La femme avait l’air un peu triste, et son expression était similaire à celle que Thaddeus et Kath affichaient parfois.
« Alors, recommençons à zéro. Bienvenue à la maison, Lobivia, » déclara la femme, masquant sa solitude par un sourire et s’adressant à Lobivia chaleureusement. « Je suis heureuse de te voir saine et sauve. »
◆ ◆ ◆
Les maisons au bord du lac étaient des bâtiments simplistes en pierre, mais elles étaient très différentes de ce que nous avions vu en ville. Pour faire simple, elles étaient énormes.
« Il y a ceux qui trouvent plus relaxant de dormir sous forme de dragon, » expliqua Kath.
« C’est logique. Elles sont donc construites pour s’adapter à la taille d’un dragon », avais-je dit. « Dans quel bâtiment se trouve l’aînée ? »
« Elle n’est dans aucune d’entre elles. »
« Que voulez-vous dire ? »
« L’aînée vit là-bas. »
Kath désignait le lac et ses énormes piliers d’eau. Ou plus précisément, elle désignait la petite île en son centre. L’île était surmontée d’une petite montagne accidentée, et de cette distance, je pouvais apercevoir quelque chose comme un sanctuaire construit au sommet.
« Tout le chemin jusqu’ici ? » avais-je murmuré.
« Oui. Nous allons traverser l’eau maintenant. »
Il n’y avait pas de pont vers l’île. Tout le monde à Draconia pouvait voler, alors il n’y en avait pas besoin. Nous nous étions séparés en deux groupes, avions chevauché Thaddeus et Kath pour traverser le lac, et avions atterri sur l’île. À ce moment-là, j’avais compris que j’avais très mal compris la situation.
Kath nous avait conduits à pied sur le reste du chemin. Après avoir traversé le sanctuaire, qui, contrairement aux autres bâtiments de la colonie, était de taille raisonnable, nous nous étions dirigés vers le centre de l’île.

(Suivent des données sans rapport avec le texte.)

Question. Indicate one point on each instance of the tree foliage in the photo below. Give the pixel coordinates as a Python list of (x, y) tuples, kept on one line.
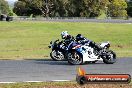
[(4, 7), (129, 9)]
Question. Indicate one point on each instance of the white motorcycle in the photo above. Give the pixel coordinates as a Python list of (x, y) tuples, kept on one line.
[(79, 54)]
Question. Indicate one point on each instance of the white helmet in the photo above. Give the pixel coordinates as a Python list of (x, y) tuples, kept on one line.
[(64, 34)]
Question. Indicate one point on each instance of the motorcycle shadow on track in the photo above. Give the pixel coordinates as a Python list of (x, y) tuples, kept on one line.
[(51, 62)]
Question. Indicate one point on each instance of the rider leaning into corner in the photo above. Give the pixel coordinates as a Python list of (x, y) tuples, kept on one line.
[(79, 39)]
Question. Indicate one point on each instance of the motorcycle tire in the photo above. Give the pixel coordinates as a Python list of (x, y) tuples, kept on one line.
[(110, 58), (75, 58), (55, 57)]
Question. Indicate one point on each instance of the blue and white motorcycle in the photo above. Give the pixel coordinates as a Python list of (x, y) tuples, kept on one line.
[(79, 54)]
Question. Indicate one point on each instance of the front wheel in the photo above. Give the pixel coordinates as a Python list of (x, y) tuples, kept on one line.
[(110, 58), (57, 55), (74, 58)]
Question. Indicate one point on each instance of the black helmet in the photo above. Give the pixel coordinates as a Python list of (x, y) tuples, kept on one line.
[(79, 37)]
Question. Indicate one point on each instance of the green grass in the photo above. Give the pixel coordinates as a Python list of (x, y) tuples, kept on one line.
[(30, 40)]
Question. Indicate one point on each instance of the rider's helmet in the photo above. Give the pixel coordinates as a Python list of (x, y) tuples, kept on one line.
[(64, 34), (80, 37)]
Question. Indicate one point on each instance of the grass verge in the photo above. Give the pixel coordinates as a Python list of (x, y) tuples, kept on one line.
[(29, 39)]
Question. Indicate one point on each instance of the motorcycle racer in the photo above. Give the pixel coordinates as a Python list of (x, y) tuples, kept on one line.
[(67, 38)]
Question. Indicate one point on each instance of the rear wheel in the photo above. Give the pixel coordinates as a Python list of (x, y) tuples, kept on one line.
[(57, 55), (110, 58), (74, 58)]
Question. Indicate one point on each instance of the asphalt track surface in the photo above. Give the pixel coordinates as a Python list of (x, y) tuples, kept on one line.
[(82, 20), (48, 70)]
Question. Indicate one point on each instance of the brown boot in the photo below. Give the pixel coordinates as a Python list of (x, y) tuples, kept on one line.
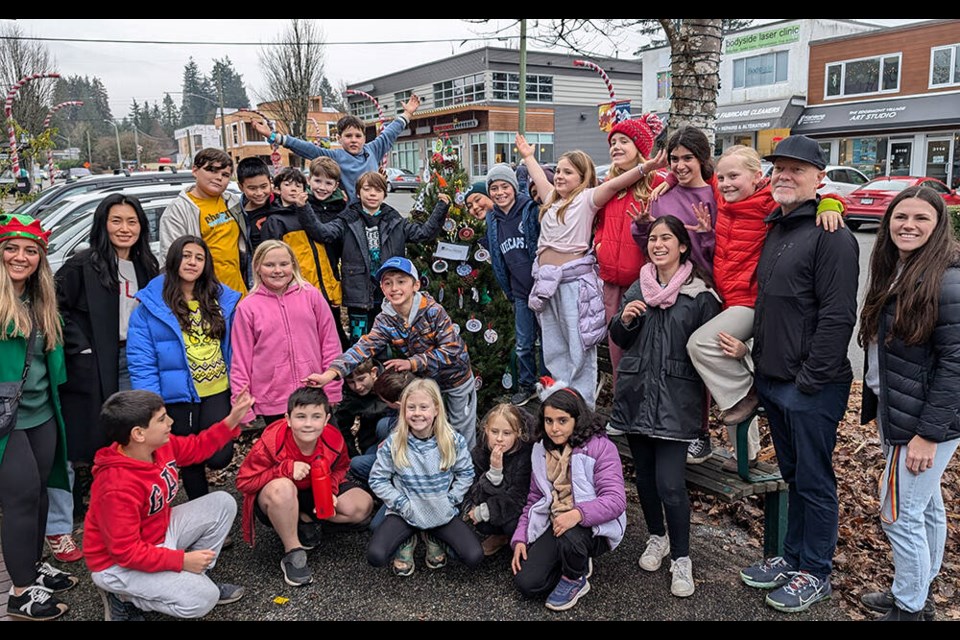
[(492, 544)]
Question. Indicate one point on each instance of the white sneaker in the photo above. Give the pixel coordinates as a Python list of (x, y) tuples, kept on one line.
[(658, 548), (682, 583)]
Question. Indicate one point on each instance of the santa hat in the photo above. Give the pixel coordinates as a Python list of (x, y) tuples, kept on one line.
[(643, 131)]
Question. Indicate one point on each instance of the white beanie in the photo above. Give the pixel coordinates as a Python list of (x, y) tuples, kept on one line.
[(503, 172)]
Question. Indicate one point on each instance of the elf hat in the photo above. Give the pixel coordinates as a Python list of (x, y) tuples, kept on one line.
[(643, 131), (19, 226)]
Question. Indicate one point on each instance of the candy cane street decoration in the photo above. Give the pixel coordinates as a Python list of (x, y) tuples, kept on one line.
[(355, 92), (603, 74), (46, 125), (8, 111)]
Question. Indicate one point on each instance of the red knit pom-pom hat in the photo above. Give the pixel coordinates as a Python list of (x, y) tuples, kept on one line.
[(643, 131)]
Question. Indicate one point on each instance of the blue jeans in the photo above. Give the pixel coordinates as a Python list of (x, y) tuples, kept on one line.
[(804, 430), (919, 532), (527, 331)]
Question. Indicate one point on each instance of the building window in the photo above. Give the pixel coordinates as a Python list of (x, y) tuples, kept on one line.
[(364, 110), (760, 71), (506, 86), (458, 91), (401, 97), (479, 155), (404, 155), (866, 75), (945, 66), (663, 85)]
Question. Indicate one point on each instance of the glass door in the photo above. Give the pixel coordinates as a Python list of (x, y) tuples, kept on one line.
[(900, 154)]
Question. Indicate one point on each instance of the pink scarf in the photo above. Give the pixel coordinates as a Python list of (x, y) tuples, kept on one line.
[(655, 295)]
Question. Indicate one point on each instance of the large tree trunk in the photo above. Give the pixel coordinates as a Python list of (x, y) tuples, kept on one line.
[(695, 72)]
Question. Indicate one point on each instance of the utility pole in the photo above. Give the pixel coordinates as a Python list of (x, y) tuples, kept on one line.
[(522, 109)]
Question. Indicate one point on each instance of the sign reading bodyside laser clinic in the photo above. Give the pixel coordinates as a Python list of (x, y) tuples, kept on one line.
[(771, 38)]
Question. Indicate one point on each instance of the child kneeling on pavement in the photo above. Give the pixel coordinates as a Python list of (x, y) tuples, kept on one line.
[(275, 481), (143, 554)]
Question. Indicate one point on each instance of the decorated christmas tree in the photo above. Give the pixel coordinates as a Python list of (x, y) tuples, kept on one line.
[(455, 269)]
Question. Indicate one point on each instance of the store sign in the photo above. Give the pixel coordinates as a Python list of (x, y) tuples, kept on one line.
[(456, 126), (770, 38)]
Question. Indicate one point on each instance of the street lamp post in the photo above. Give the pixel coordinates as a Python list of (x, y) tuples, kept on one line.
[(116, 130)]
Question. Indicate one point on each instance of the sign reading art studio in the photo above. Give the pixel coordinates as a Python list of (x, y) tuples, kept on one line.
[(758, 39)]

Rex, qui nous avait précédés, et celui qui connaissait le passé nous y attendaient.
« Je vous remercie d’être venus, » nous salua une voix marmonnante.
À côté de Rex, une énorme pierre d’environ dix mètres de large et cinq mètres de haut s’était ouverte, révélant un énorme globe oculaire. J’avais retenu mon souffle. Si cette énorme pierre était le profil d’une tête, alors la montagne que j’avais vue de loin était en fait le corps entier d’un gigantesque dragon.
« Je suis le wyrm caparaçonné Malvina, l’aînée qui supervise cette colonie. »
C’était le dragon que Salvia m’avait demandé de rencontrer — l’aînée du clan de Thaddeus. C’était un énorme dragon ressemblant à une montagne, d’une taille de plus de cinquante mètres.